Welcome to the official repository of the Multilingual Weighted Normalized Temperature Softmax (WNT-Softmax), developed by the Computational Intelligence and Biomedicine (ICB) group at the University of Málaga. This project leverages advanced machine learning techniques to enhance language processing tasks across multiple languages.
- Python 3.10+
- PyTorch 2.0.1
Clone the repository and install the required packages:
git clone https://github.com/FernandoGD97/WNT-Softmax.git
cd WNT-Softmax
pip install -r requirements
The repository includes scripts for data generation and model training. Here are examples of how to use these scripts:
Generate data for Swedish using a machine translation model (If you don't have direct translation from spanish):
python data_generator.py --lang "sv" --model "Helsinki-NLP/opus-mt-en-sv" --data_path "../data/SympT-EMIST/en/train_df.tsv" --from_spanish false --log_file "../logs/data_generation_sv.log"
Generate data for French:
python data_generator.py --lang "fr" --model "Helsinki-NLP/opus-mt-es-fr" --log_file "../logs/data_generation_fr.log"

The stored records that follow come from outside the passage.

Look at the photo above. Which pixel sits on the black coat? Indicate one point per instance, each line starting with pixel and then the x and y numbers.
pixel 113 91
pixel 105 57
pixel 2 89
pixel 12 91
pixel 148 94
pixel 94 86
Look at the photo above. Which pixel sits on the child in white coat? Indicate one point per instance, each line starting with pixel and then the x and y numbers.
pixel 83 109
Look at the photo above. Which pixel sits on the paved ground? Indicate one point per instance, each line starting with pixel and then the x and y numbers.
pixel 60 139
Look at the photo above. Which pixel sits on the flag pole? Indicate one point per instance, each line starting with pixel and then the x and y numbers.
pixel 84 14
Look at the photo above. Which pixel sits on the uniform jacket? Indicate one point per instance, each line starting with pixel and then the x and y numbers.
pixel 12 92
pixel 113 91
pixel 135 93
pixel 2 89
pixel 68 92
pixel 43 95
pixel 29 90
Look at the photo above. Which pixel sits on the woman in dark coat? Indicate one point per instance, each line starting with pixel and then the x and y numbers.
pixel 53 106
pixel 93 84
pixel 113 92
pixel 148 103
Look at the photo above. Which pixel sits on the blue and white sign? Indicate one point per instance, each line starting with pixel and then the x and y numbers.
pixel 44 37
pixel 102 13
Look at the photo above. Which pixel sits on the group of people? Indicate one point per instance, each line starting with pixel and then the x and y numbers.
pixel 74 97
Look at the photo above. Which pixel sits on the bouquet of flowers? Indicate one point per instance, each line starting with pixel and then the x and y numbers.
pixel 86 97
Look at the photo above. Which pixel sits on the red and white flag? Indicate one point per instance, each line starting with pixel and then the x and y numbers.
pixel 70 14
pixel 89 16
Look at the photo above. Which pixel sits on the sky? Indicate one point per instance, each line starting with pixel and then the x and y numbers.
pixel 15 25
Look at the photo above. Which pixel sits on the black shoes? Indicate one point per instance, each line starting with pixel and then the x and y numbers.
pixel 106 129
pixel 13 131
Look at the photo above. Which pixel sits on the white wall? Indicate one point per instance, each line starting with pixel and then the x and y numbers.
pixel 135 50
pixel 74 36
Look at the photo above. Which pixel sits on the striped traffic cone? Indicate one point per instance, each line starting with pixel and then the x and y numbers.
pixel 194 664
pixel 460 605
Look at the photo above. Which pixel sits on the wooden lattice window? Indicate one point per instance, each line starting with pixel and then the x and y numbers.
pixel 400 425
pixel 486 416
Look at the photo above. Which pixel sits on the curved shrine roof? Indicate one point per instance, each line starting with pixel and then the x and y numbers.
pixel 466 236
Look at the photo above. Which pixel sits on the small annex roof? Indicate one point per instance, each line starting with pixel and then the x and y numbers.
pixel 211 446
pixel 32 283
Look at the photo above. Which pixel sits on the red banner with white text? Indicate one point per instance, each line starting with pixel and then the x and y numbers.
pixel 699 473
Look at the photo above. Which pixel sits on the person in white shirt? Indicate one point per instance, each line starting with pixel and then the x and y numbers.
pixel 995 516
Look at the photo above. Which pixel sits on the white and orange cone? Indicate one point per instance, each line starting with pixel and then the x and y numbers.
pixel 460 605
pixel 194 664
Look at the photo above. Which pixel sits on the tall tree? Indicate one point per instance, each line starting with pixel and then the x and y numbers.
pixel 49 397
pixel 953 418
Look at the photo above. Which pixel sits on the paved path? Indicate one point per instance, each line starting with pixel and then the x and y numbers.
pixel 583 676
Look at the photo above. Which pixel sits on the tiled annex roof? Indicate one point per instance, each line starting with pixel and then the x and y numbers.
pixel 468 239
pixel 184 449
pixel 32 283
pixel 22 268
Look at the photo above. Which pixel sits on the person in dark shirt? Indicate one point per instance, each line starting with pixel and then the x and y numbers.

Train the model with English data for 10 epochs:
python WNT_Softmax_training.py --lang en --epochs 10 --log_file "../logs/wnt-multisapbert.log" --save_model True
- Multilingual Support: Capable of processing and understanding multiple languages.
- Advanced Machine Learning Techniques: Utilizes state-of-the-art models and frameworks.
- High-Performance Computing: Initially deployed and tested on an NVIDIA RTX 2080 Ti GPU, though not a mandatory requirement.
We welcome contributions from the community. Please submit your pull requests to the main
branch and ensure your code adheres to the existing style.